Court Opinion

ID: 3643487
Source: CourtListenerOpinion
Date Created: 2016-07-06 06:00:23.660464+00
Date Added: 2024-06-11T11:49:07.029629
License: Public Domain

The warrant was in the usual form, and on it were indorsements as follows, viz.:
Judgment against the defendant for twenty pounds, with lawful costs, this 19 January, 1811.                         EZEKIEL HARDISON.
  The defendant craves an appeal; granted by giving for security ASA HARDISON.
To the sci. fa. the defendant appeared and pleaded "nul tiel record."
It appeared in the court below, from the testimony of Ezekiel Hardison that as a magistrate he gave the judgment indorsed on the (533) warrant on 19 January, 1811; that the defendant craved an appeal, which he granted on her offering Asa Hardison as surety; that Asa Hardison did not on that day sign the indorsement on the warrant, though he said he would be defendant's surety, but on the next day he did sign in the presence of the witness.
Another question was presented by the record which it is unnecessary to state, as the Court did not consider it.
This case depends upon Laws 1794, ch. 414, sec. 17, the words of which are: "That in all cases where appeals shall be granted from the judgment of a justice, the acknowledgment of the security, and subscribed with his or her proper handwriting, attested *Page 297 
by the justice, shall be sufficient to bind the security to abide by and perform the judgment of the Court." The literal meaning of the word attest (testor ad) is to witness, and in that sense it would be sufficient for the justice to be present when the surety signed. But that is not the sense in which it is used generally by the Legislature, nor indeed by law writers; but to contradistinguish a witness, whose name must be signed, from one who may simply be called upon to prove the transaction without having signed the evidence; of this a strong instance is furnished by two of the acts concerning wills. In one they speak of "subscribing witnesses," 1 Rev. Code, 471, sec. 11; and in a subsequent reference to that expression they speak of it as meaning "attesting witnesses," 1 Rev. Code, 511, sec. 5; plainly denoting that they used them as convertible terms. The witnesses to a will are called attesting witnesses, because they must put their names to it, and it is the way in which the books generally express such witnesses as must sign any instrument.

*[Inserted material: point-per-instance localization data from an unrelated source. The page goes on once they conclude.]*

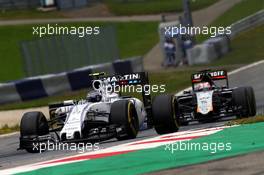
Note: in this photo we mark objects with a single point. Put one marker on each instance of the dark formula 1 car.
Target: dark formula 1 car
(103, 114)
(211, 99)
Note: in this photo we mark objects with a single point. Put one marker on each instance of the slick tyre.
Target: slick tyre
(123, 113)
(165, 114)
(251, 101)
(33, 124)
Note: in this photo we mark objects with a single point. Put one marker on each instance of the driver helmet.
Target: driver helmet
(203, 86)
(94, 96)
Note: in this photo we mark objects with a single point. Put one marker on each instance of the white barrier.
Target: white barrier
(216, 47)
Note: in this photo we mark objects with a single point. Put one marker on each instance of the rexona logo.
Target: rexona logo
(212, 74)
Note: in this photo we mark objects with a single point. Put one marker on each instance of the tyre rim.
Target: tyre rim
(131, 118)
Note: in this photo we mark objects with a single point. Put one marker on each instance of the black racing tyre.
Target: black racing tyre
(184, 123)
(165, 114)
(252, 101)
(123, 113)
(241, 101)
(32, 125)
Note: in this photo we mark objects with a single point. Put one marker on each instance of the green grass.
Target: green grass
(140, 7)
(134, 38)
(248, 47)
(117, 7)
(239, 11)
(8, 129)
(176, 80)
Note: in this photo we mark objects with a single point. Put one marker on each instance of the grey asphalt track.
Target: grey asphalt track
(10, 157)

The act designed to make the mode by which the surety was         (534) bound an official, authentic act, which might be proved by an inspection of the justice's signature, which would probably be known by some one on the bench when judgment was moved for, and thus to guard against the risk of charging persons who had not in fact signed as surety. As a judgment may be entered upon motion, without any notice to the surety, it was a necessary provision that the fact of his being so should be verified beyond a doubt, and fraud and perjury prevented as effectually as possible. A man who becomes surety for an appeal is not to be presumed to render himself liable upon any other terms than those the law has prescribed, viz., that the magistrate shall attest his signature, for the next step would be to charge a man who had not signed his name upon the magistrate's proving that he had become surety. The law must receive such a construction as will impose upon the justice a strict execution of the power intrusted to him before a man can be rendered responsible as a surety in a summary way. Where a power was created to be executed by trustees, with the consent of the cestuis que trustent, certified by writing under hands and seals, attested by two or more credible witnesses, but the attestation expressed only that the deed had been sealed and delivered by the cestuis que trustent, and the other parties, in the presence of the subscribing witness, it was held that the power had not been duly executed. 4 Taunt., 214. And taking it, in this case, that to "attest" means to sign the paper as well as to witness, the justice has not well executed the power, and the defendant is not liable. *Page 298 
An opinion on this point renders unnecessary the consideration of another question presented by the record. The defendant was surety on the appeal to the county court, where the appellant prevailed, and then the original plaintiff appealed to the Superior Court, and (535) prevailed. Is the first surety (supposing the law to have been complied with) liable? On this I give no opinion.
HALL and HENDERSON, JJ., concurred.
PER CURIAM.                                         Reversed.